Lloyd cortou a peça de formas interessantes, removeu personagens, reatribuiu falas; as cenas finais — Ricardo num campo, Richmond noutro — são cortadas e justapostas, criando um efeito quase documental a registar os desenvolvimentos, e a tensão sobe à medida que a fasquia se eleva. Tudo isto ajuda a narrativa a ser eficaz e compreensível para o público contemporâneo.
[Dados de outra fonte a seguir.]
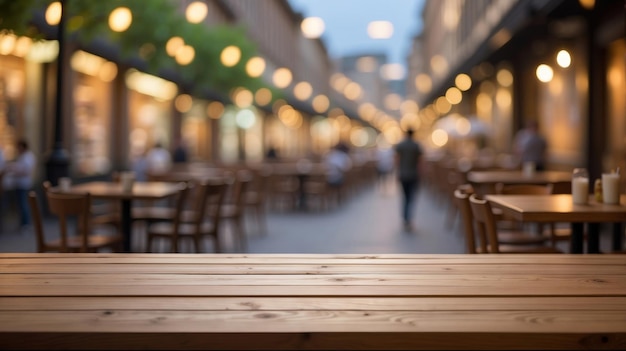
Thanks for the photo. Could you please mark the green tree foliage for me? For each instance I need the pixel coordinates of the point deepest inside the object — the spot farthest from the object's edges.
(154, 23)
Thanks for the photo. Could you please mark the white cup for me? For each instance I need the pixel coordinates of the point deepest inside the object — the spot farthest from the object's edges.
(610, 188)
(580, 186)
(128, 180)
(65, 184)
(528, 168)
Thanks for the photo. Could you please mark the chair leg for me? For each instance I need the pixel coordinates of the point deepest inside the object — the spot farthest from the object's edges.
(239, 232)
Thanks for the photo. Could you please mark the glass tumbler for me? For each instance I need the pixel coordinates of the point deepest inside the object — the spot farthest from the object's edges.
(580, 186)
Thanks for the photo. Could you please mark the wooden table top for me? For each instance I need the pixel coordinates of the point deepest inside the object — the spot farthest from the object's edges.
(113, 190)
(558, 208)
(518, 177)
(309, 301)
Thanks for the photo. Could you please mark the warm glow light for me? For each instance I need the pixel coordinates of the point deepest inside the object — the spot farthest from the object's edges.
(263, 96)
(230, 56)
(463, 82)
(439, 137)
(245, 118)
(544, 73)
(462, 126)
(108, 71)
(442, 105)
(53, 13)
(173, 44)
(587, 4)
(380, 29)
(454, 95)
(86, 63)
(243, 97)
(255, 66)
(423, 83)
(504, 77)
(439, 64)
(42, 50)
(320, 103)
(312, 27)
(183, 103)
(352, 91)
(151, 85)
(215, 110)
(339, 81)
(196, 12)
(22, 46)
(392, 102)
(185, 54)
(392, 71)
(302, 91)
(366, 64)
(563, 58)
(7, 44)
(120, 19)
(282, 77)
(504, 98)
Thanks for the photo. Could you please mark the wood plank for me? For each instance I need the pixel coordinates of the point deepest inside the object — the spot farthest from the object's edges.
(156, 321)
(315, 341)
(487, 281)
(281, 269)
(370, 303)
(449, 288)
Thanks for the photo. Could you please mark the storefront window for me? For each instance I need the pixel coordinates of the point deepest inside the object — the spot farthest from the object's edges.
(196, 131)
(150, 112)
(11, 97)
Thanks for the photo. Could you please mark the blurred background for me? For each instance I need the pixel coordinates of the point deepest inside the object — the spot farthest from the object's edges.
(92, 84)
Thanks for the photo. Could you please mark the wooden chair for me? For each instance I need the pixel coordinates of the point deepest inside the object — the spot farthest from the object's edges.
(284, 193)
(232, 210)
(494, 240)
(463, 205)
(536, 189)
(168, 228)
(255, 198)
(202, 220)
(70, 209)
(560, 231)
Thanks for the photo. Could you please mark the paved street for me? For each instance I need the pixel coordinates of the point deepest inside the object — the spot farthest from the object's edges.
(368, 222)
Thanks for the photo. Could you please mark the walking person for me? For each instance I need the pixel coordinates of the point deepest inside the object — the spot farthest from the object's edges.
(530, 146)
(408, 155)
(19, 175)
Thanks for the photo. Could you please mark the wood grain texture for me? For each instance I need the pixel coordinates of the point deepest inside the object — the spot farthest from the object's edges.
(312, 301)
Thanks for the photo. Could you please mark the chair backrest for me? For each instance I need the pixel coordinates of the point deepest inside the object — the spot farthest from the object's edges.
(35, 211)
(463, 204)
(524, 189)
(179, 207)
(69, 208)
(210, 197)
(243, 179)
(485, 223)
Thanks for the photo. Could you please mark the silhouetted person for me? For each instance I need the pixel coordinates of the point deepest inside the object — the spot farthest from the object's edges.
(19, 176)
(180, 153)
(408, 159)
(158, 159)
(530, 146)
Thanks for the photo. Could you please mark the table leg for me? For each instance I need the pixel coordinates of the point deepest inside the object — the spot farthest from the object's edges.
(593, 238)
(126, 225)
(576, 241)
(618, 234)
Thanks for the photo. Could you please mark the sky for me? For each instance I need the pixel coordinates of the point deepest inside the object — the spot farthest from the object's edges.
(346, 25)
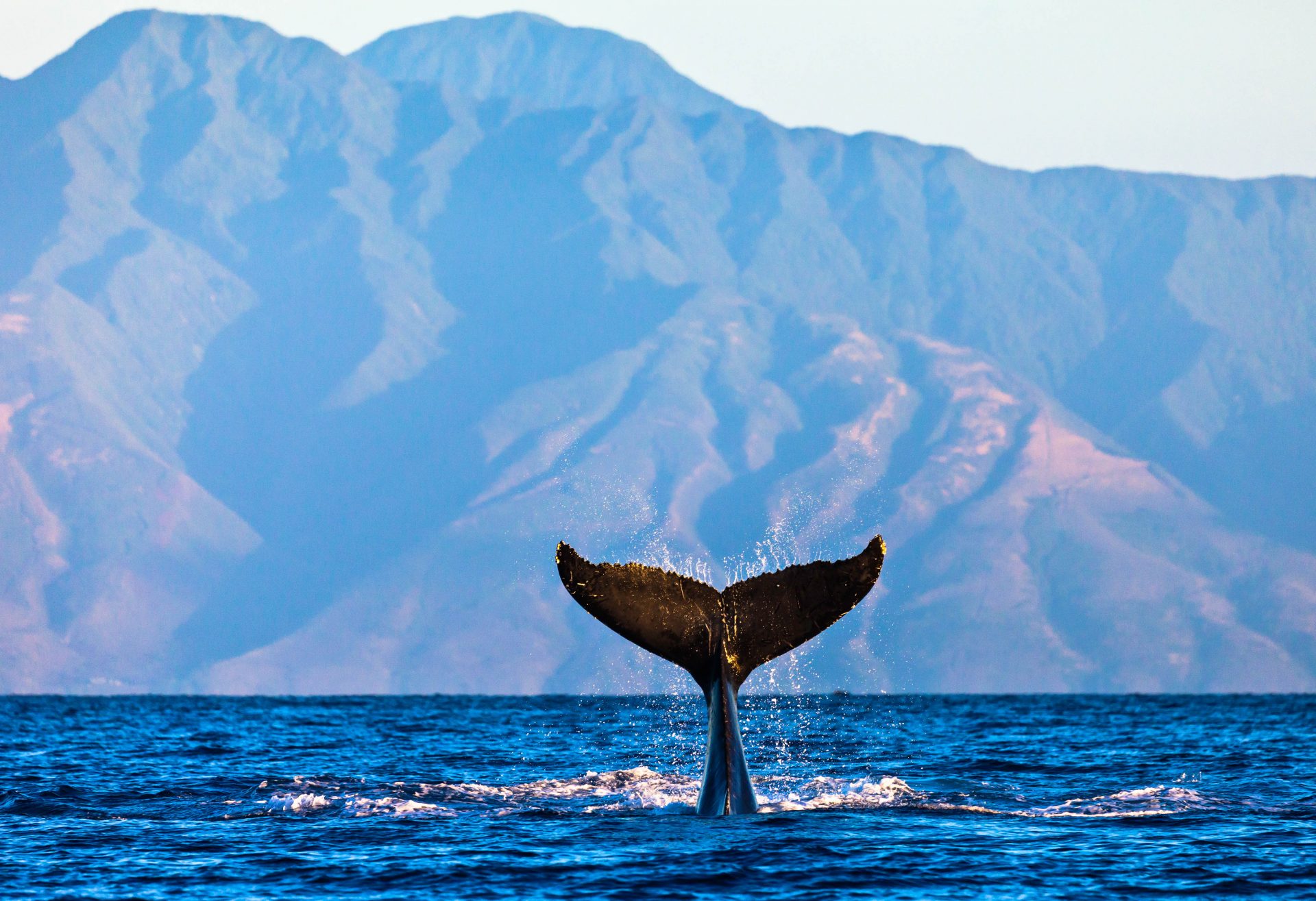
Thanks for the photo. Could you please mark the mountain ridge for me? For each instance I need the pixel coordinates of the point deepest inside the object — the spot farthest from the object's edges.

Desde o início, a produção de Lloyd agarra a atenção e não a larga. Nunca é aborrecida nem gratuita; tudo tem propósito e contribui para a visão global coerente. É a história de um homem amargo e vingativo, desesperado por conquistar e manter o poder a qualquer custo. Shakespeare escreveu um conto intemporal sobre ganância, poder e desejo, que fala hoje tão alto como falava por volta de 1594. Quem duvidar da relevância de Shakespeare como dramaturgo nos dias de hoje só precisa de ver esta produção para ficar descansado.

Há Ricardos por todo o mundo moderno: a gerir bancos, a controlar forças corporativas, a travar guerras, a oprimir minorias. Há um, neste momento, a governar a Austrália.

A visão e o entendimento de Shakespeare sobre a psicologia da megalomania esquizofrénica nunca foram tão potentes como em Ricardo III. A produção de Jamie Lloyd demonstra-o com clareza e emoção.